Given the random variables $(X_n)_{n\in \Bbb N^*}$ such that $\sqrt{n}X_n$ converges in distribution to the standard normal distribution $$\sqrt{n}X_n \xrightarrow[n \to +\infty]{\mathcal{D}} \mathcal{N}(0,1)$$
Suppose $E(|X_n|) <+\infty$ for all $n\in \Bbb N^*$.
Prove that
$$\sup_{n\in \Bbb N^*}E(|X_n|)<+\infty$$
In other words, there exist an $M <+\infty$ such that $E(|X_n|)<M$ for all $n\in \Bbb N^*$.
My attempt:
Let's write $$E(|X_n|) = E(|X_n|\mathbb{I}_{\{|X_n|\le M_1\}})+ E(|X_n|\mathbb{I}_{\{|X_n|>M_1\}}) $$ with $M_1>0$
The first term is bounded by $M_1$.
About the second term, from an $N$ sufficiently large, we have intuitively $X_n \sim\frac{1} {\sqrt{n}}\mathcal{N}(0,1) $ then $f_{X_n}(x) ~\approx \frac{\sqrt{n}}{\sqrt{2\pi}}\exp\left(-\frac{x^2}{2n} \right)$ hence the linear increasing of $x$ is much less than the decreasing of $f_{X_n}(x)$ for $x>M_1$. Hence, $E(|X_n|\mathbb{I}_{\{|X_n|\le M_1\}})$ will be bounded by a constant $M_2$ for all $n> N$.

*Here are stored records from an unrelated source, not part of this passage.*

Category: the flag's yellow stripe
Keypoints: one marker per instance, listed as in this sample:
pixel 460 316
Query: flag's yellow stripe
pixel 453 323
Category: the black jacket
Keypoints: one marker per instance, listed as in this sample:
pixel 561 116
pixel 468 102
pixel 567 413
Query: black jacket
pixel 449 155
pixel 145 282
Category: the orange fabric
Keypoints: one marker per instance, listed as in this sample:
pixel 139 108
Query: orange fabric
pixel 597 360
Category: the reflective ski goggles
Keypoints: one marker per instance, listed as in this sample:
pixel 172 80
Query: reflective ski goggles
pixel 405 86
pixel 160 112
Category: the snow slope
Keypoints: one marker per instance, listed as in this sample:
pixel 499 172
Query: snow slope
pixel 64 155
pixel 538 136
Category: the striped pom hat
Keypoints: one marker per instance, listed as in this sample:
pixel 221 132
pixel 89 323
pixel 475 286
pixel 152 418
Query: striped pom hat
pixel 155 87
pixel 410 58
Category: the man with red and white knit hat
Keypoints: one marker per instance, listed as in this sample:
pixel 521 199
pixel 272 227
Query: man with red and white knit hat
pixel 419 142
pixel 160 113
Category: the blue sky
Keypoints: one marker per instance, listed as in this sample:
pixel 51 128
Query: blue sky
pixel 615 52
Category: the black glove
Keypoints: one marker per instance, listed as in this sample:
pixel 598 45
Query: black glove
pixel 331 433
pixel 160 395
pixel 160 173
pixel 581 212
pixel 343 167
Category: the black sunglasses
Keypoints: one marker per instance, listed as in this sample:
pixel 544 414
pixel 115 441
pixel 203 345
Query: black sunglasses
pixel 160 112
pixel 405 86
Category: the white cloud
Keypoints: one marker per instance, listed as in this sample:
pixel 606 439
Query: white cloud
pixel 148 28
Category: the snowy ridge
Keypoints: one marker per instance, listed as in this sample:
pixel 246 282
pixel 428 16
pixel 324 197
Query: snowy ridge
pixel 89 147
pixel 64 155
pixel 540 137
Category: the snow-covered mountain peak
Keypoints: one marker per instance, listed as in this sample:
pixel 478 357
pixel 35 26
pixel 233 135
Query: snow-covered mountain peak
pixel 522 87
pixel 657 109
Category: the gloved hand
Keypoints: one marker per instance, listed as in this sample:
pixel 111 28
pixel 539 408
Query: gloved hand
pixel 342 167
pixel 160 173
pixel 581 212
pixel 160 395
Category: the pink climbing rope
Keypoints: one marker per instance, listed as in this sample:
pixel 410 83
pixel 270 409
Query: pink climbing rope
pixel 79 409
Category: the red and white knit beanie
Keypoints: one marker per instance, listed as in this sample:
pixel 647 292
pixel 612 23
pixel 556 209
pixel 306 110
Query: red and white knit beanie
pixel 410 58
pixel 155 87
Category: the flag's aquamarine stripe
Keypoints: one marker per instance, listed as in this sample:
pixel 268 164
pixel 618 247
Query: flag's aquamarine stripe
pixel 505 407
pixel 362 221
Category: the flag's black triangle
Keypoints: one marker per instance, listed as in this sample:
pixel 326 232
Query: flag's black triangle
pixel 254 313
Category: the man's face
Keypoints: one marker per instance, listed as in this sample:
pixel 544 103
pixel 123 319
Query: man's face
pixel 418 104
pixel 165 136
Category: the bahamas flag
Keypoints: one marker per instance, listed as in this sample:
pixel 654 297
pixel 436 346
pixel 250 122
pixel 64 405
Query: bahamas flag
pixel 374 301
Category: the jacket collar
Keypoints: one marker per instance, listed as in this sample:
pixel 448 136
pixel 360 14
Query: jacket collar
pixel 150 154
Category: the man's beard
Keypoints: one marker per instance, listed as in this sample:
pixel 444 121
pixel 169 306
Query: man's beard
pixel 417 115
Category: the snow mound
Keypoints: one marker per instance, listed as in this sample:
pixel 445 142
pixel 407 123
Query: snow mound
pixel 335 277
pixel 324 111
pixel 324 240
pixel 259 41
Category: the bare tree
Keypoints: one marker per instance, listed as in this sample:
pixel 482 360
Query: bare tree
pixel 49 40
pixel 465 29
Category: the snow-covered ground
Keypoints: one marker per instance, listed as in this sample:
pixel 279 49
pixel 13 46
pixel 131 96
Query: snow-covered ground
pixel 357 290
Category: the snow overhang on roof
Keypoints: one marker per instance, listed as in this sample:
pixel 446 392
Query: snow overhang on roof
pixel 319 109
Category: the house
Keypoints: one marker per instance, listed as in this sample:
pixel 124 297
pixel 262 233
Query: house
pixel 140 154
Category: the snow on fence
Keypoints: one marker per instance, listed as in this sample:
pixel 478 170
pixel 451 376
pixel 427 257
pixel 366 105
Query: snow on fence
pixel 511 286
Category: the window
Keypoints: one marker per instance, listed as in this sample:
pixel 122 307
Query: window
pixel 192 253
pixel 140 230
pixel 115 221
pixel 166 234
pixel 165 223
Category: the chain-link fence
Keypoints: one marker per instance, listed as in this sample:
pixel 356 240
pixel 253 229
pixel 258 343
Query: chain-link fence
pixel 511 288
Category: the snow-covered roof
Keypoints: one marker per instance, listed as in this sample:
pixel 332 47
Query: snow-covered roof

But I haven't been able to formalize this intuition.
Let $X\sim N(0,1)$. Let $Y_n$ take the values $0$ and $n^{2}$ with probabilities $1-\frac 1 {\sqrt n}$ and $\frac 1 {\sqrt n}$ respectively. Let $X_n=\frac X {\sqrt n}+\frac {Y_n} {\sqrt n}$. Since $P(|Y_n| >\epsilon)=\frac 1 {\sqrt n} \to 0$ it follows that $\sqrt n X_n \to X$ in distribution. Howvever, $EX_n \geq 0+\frac {n^{2}} {\sqrt n}\frac 1 {\sqrt n} \to \infty$.